Certes, tout n'est pas rose. Au pays de Kagamé, il est recommandé de rester dans le rang et de ne pas faire de vague. Certains observateurs soulignent la mainmise absolue du FPR (actuel parti au pouvoir) sur les destinées de la Nation, le bâillonnement de l'opposition et parfois la disparition pure et simple de certains de ses membres. La majorité s'accordera en tous les cas à reconnaître, et avec raison, le dirigisme assumé des autorités et le nationalisme sourcilleux qui peut à l'occasion être affiché, au gré de l'actualité (relations avec la France, rapport de l'ONU sur les supposées exactions passées des forces armées rwandaises au Congo…). Néanmoins, le pouvoir en place dispose d'une légitimité populaire incontestable. Celle d'hier, acquise de haute lutte sur les champs de bataille et qui permirent in fine d'arrêter les dernières exactions du Génocide et de ramener à la normale la trajectoire tragique du pays. Celle d'aujourd'hui, liée au miracle économique et à la prospérité pour tous.
Plus prosaïquement, la vie est chère, pénible condition d'un modeste pays sans accès à la mer, qui dépend intégralement de ses grands voisins limitrophes (Tanzanie, Kenya, Ouganda) pour son approvisionnement. Les salaires demeurent faibles également, même si ils sont en progression constante car tirés par la croissance et le besoin de plus en plus pressant de collaborateurs qualifiés et compétents. Parents et étudiants se plaindront du coût de la scolarité, prohibitif au regard du revenu d'un ménage moyen, surtout s'agissant des études supérieures (600.000 francs rwandais par an, soit 1.000 $ environ). Mais cela ne les empêchera nullement de s'acquitter du montant exigé, car cette charge immédiate est considérée ici encore plus qu'ailleurs comme un investissement indispensable pour le futur.
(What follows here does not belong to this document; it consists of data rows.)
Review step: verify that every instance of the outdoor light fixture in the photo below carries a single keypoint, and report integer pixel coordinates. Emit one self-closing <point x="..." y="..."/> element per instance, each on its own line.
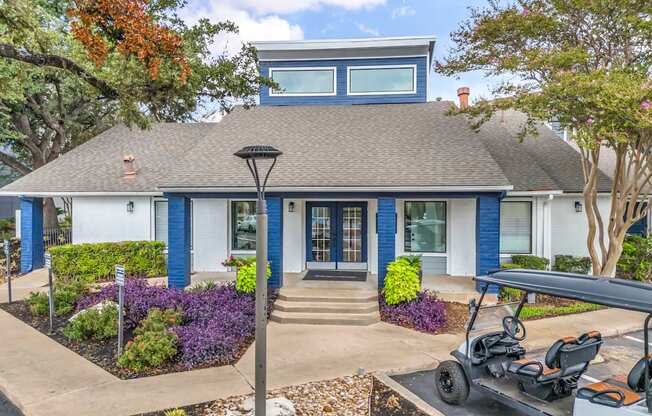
<point x="252" y="155"/>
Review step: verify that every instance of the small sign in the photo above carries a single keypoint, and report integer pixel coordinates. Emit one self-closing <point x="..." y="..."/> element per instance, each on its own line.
<point x="120" y="275"/>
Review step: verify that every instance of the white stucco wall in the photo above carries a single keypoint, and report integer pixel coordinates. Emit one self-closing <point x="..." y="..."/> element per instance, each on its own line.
<point x="105" y="219"/>
<point x="210" y="234"/>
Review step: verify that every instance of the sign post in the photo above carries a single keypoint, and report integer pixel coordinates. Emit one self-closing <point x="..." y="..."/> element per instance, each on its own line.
<point x="48" y="265"/>
<point x="120" y="282"/>
<point x="8" y="257"/>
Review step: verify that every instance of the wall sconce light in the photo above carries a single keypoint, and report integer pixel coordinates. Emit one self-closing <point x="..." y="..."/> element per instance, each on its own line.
<point x="578" y="206"/>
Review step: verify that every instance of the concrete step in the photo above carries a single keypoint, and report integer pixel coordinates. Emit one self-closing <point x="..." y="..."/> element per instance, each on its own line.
<point x="325" y="318"/>
<point x="326" y="307"/>
<point x="328" y="296"/>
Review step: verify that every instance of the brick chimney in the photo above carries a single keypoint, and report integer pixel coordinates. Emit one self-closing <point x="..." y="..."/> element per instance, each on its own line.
<point x="463" y="95"/>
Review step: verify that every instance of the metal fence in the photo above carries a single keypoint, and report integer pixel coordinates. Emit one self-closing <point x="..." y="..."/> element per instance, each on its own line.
<point x="57" y="237"/>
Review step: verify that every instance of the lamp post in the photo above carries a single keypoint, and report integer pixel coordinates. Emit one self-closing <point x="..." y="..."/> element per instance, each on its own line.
<point x="251" y="154"/>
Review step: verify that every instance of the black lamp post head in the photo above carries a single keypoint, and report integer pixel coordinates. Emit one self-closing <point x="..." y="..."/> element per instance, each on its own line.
<point x="258" y="152"/>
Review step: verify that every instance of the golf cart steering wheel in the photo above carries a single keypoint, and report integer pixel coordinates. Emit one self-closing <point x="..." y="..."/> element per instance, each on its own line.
<point x="514" y="328"/>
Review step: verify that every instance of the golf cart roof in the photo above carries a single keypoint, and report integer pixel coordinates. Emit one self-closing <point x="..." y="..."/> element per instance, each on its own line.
<point x="617" y="293"/>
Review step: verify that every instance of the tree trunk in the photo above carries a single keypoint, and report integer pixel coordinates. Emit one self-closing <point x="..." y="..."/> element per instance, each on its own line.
<point x="50" y="220"/>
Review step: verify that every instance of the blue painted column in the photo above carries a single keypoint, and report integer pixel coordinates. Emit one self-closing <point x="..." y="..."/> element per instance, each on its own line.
<point x="487" y="235"/>
<point x="386" y="226"/>
<point x="178" y="241"/>
<point x="31" y="234"/>
<point x="275" y="240"/>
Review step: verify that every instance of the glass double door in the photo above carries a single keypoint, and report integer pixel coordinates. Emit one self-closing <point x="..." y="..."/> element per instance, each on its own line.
<point x="336" y="235"/>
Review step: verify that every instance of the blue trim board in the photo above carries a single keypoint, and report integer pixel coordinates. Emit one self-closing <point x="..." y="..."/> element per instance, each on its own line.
<point x="386" y="225"/>
<point x="275" y="240"/>
<point x="487" y="236"/>
<point x="341" y="77"/>
<point x="31" y="230"/>
<point x="178" y="241"/>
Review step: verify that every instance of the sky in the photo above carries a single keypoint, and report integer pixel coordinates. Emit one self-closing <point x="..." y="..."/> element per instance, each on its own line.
<point x="336" y="19"/>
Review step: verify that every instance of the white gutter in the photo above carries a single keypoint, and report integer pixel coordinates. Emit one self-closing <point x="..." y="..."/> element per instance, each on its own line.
<point x="345" y="189"/>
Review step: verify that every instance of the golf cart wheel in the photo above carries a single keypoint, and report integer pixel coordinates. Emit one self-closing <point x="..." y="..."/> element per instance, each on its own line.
<point x="451" y="383"/>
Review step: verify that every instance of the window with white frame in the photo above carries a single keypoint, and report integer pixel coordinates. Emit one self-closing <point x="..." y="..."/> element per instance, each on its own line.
<point x="516" y="227"/>
<point x="304" y="81"/>
<point x="425" y="227"/>
<point x="389" y="79"/>
<point x="243" y="225"/>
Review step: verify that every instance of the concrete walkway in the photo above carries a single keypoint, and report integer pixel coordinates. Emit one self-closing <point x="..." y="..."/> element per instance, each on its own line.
<point x="44" y="378"/>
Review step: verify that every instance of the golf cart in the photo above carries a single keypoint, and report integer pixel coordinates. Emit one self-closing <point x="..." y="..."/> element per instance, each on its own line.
<point x="493" y="362"/>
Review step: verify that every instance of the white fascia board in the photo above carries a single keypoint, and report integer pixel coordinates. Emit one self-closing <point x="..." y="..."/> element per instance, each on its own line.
<point x="90" y="193"/>
<point x="270" y="189"/>
<point x="344" y="43"/>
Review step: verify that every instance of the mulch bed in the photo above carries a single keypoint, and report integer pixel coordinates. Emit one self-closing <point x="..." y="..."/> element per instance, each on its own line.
<point x="105" y="353"/>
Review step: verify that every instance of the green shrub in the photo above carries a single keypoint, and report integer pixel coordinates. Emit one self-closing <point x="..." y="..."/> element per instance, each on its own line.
<point x="572" y="264"/>
<point x="246" y="279"/>
<point x="530" y="262"/>
<point x="401" y="282"/>
<point x="66" y="296"/>
<point x="149" y="350"/>
<point x="96" y="262"/>
<point x="636" y="259"/>
<point x="94" y="324"/>
<point x="158" y="320"/>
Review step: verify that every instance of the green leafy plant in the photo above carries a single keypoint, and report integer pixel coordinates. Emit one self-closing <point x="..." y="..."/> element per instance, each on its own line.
<point x="530" y="262"/>
<point x="96" y="262"/>
<point x="158" y="320"/>
<point x="401" y="282"/>
<point x="572" y="264"/>
<point x="93" y="324"/>
<point x="149" y="350"/>
<point x="246" y="279"/>
<point x="66" y="296"/>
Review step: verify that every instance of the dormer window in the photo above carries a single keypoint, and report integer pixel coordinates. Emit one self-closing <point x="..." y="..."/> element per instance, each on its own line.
<point x="381" y="80"/>
<point x="304" y="81"/>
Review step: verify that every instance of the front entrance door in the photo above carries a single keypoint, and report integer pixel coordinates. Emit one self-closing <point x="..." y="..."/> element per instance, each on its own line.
<point x="336" y="234"/>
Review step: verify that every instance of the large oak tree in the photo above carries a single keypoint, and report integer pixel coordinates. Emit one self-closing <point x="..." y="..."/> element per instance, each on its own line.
<point x="585" y="63"/>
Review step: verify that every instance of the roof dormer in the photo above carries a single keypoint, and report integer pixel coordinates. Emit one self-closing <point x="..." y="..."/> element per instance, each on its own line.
<point x="348" y="71"/>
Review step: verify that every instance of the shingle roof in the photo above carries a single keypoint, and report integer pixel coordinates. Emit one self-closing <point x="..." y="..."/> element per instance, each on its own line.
<point x="393" y="145"/>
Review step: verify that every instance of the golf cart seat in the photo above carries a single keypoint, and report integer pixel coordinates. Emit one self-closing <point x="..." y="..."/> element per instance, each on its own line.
<point x="618" y="391"/>
<point x="565" y="362"/>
Les chiffres parlent d'eux mêmes : 1 Université Nationale en 1994 pour environ 5.000 étudiants ; aujourd'hui 13 établissements d'enseignement supérieur (6 publics et 7 privés, sans compter les actuelles demandes d'accréditation) pour plus de 45.000 étudiants. Quant au taux d'alphabétisation à l'échelle du pays, il est passé durant ce laps de temps de 48 % à plus de 70 %. Certes, il est bon de rappeler que cette tendance à la massification de l'éducation touche aujourd'hui toutes les zones en développement du monde, à commencer par l'Afrique. Mais rares sont les exemples d'un tel saut quantique.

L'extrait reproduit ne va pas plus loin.